Czytelnik czuje się trochę tak jakby po kryjomu przeglądał zawartość cudzej skrzynki mailowej, co i rusz trafia na informacje kompletnie nieprzeznaczone dla niego. Wydaje się to oczywiste w przypadku upublicznionej korespondencji, ale tutaj potęguje to fakt, że omawiane są sprawy kompletnie nie budzące naszych emocji. Hermetyczny świat relacji Beksiński-Dmochowski zawiera masę treści klarownych tylko do nich. Z perspektywy czytelnika nieciekawych (negocjacje co do obrazów – zabieganie o to by coś uzyskać, wymienić, kupić, przesłać – etc.**). Dmochowski usunął z tekstu obszerne fragmenty kursu komputerowego jaki serwuje mu malarz, a to co pozostawił, co daje nam wgląd w to jakie informacje były tam przekazywane, w pełni uzasadnia ten krok. Prawdę mówiąc nieumiejętność wykonania najprostszych czynności, które robi i robiło się w Windowsie intuicyjnie jest troszkę zaskakująca.
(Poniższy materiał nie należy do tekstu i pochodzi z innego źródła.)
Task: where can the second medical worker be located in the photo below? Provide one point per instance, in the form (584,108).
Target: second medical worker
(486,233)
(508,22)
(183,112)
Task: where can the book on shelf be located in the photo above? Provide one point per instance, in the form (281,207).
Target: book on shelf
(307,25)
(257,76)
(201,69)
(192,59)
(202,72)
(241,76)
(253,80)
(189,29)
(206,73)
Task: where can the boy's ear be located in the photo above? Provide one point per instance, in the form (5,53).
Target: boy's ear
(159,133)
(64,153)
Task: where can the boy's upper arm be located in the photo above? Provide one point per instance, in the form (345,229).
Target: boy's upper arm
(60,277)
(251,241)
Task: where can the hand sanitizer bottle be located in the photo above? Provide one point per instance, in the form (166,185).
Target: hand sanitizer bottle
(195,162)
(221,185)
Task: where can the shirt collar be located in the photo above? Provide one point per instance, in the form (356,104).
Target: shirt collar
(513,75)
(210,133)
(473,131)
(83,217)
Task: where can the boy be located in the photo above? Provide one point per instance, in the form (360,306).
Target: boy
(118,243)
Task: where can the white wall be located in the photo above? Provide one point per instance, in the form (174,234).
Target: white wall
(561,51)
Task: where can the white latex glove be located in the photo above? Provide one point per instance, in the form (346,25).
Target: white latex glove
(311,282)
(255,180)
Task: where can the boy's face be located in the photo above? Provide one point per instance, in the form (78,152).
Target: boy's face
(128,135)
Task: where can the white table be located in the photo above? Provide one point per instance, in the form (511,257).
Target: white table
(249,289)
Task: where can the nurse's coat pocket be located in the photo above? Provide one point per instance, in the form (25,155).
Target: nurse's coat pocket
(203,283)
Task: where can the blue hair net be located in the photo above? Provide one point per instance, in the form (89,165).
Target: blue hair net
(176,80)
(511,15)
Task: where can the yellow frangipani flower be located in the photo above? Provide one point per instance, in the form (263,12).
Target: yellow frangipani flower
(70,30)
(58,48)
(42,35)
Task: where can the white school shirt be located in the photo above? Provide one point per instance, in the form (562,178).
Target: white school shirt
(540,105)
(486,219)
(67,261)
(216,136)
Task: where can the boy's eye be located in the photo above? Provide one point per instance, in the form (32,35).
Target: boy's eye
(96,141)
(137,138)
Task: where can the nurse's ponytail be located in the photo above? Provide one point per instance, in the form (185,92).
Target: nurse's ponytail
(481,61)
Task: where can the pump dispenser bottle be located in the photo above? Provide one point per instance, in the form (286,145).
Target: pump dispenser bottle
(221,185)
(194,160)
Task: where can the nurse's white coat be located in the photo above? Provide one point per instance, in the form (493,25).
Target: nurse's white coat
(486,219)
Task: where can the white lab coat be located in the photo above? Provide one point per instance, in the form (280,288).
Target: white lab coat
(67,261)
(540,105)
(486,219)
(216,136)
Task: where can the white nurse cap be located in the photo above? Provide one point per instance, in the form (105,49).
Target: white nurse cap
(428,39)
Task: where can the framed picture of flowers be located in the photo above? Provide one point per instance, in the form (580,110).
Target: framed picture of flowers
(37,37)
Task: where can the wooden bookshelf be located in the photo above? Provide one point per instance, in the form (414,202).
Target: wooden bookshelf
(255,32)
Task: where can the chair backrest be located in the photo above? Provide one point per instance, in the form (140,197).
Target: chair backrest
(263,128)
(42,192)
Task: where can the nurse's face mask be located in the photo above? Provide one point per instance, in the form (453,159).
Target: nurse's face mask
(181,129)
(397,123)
Korespondencja jest wznowiona po długim okresie milczenia. Już po śmierci małżonki malarza, która nie życzyła sobie kontynuacji znajomości z Dmochowskim. Po niespełna siedmiu miesiącach odbiera sobie życie jego syn. Beksiński zostaje sam.
Samotność deklaruje w listach wprost, bije z nich także między wierszami. Możliwość korespondencji z byłym marszandem jest dla niego substytutem bliskiej relacji, aczkolwiek nie do końca takim jakiego by sobie tego życzył. Głównie poprzez tarcia, zgrzyty i napięcia do których wolałby już nie wracać. Mimo to, wykazując kulturę, brnie dalej i stara się zachować pozytywne relacje. Jednak nie należy odbierać tego tak że został mu już tylko Dmochowski. Ma jeszcze innych korespondentów, odwiedzają go znajomi i rodzina ze strony żony, a także dalsze kuzynostwo, a on sam konsekwentnie unika zaproszeń i komunikuje że przyjmowanie gości go męczy. Jest w tym oczywista sprzeczność – po części wynika to z pozy, po części z tego że wolałby mieć nad tym pełniejszą kontrolę, tak aby nie burzyć sobie porządku dnia. Najważniejsi byli dla niego żona i syn, i to oni nadawali jego życiu głębszy sens, ożywiali codzienność, stwarzali szerszą perspektywę. Czuł się za nich odpowiedzialny, śmierć Zofii, która nie chciała się leczyć, i samobójstwo Tomasza – podcięły mu skrzydła.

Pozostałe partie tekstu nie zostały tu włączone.